Bitcoin critic Peter Schiff has renewed his bearish stance on the cryptocurrency market, warning that Bitcoin could plunge below $20,000 following the asset’s latest price decline.
The economist and longtime gold advocate made the prediction as Bitcoin briefly fell to around $65,700, reviving concerns among traders over the strength of the market’s recent rally. A drop to $20,000 would represent a decline of more than 80% from current levels and mark one of the deepest corrections in Bitcoin’s history.
There is way too much complacency in Bitcoin for the market to be anywhere near a bottom. When Bitcoin breaks $50K, it should be a quick fall below $20K, which should be a big enough drop to shake the conviction of long-term HODLers, causing many to finally throw in the towel.
— Peter Schiff (@PeterSchiff) June 2, 2026
Schiff warns of a deeper Bitcoin decline
In comments shared on social media, Schiff argued that Bitcoin faces greater risks than in previous market cycles because of the growing involvement of institutional investors and leveraged trading.
According to Schiff, the cryptocurrency market has become increasingly dependent on speculative capital, making it more vulnerable to a sharp downturn if key support levels fail.
He also suggested that the size of Bitcoin’s market capitalization and the amount of leverage in the system could amplify losses during a major sell-off.
Meanwhile, Alex Marzell counters Peter Schiff’s view that a Bitcoin drop below $50k to $20k would break long-term holders, stating instead that lower prices would strengthen his conviction and prompt more buying with available cash.
Peter Schiff says a crash to $20K would make Bitcoin holders throw in the towel.
For me, it’s the opposite.
A move to $20K wouldn’t shake my conviction.
It would test my available cash. 😂
The lower Bitcoin goes, the more interested I become.
Who’s with me? 👇 https://t.co/gJD3J4luhY
— Alex Marzell (@MarzellCrypto) June 3, 2026
Institutional adoption remains a key concern
Schiff has repeatedly criticized the growing role of corporations and institutions in the Bitcoin market. He previously described corporate Bitcoin treasury strategies as a speculative risk, warning that companies holding large Bitcoin reserves could be forced to sell during periods of market stress.
The economist has also linked his bearish outlook to broader macroeconomic concerns, including inflation pressures and uncertainty surrounding the U.S. dollar. Throughout 2026, he has maintained that Bitcoin remains vulnerable to a significant correction despite increasing adoption by traditional financial firms.
Long history of bearish Bitcoin calls
Schiff’s latest warning adds to a long list of negative forecasts he has made about Bitcoin over the years. The gold supporter has consistently argued that the cryptocurrency lacks the fundamental characteristics of a reliable store of value.
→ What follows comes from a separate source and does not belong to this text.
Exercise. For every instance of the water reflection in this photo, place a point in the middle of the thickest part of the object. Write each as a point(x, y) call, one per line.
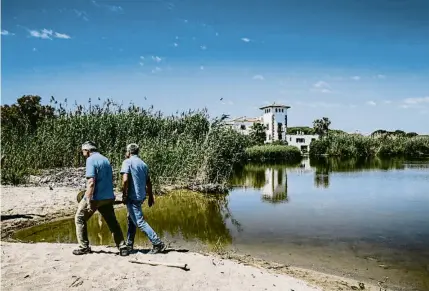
point(191, 216)
point(270, 179)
However, many Bitcoin supporters point to the asset’s history of recovering from severe market downturns and reaching new highs after previous crashes. Critics of Schiff’s outlook also note that several of his earlier predictions of a major Bitcoin collapse did not materialize.
With Bitcoin continuing to trade above key support levels, market participants are closely watching price action to determine whether the latest pullback develops into a deeper correction or remains a temporary setback.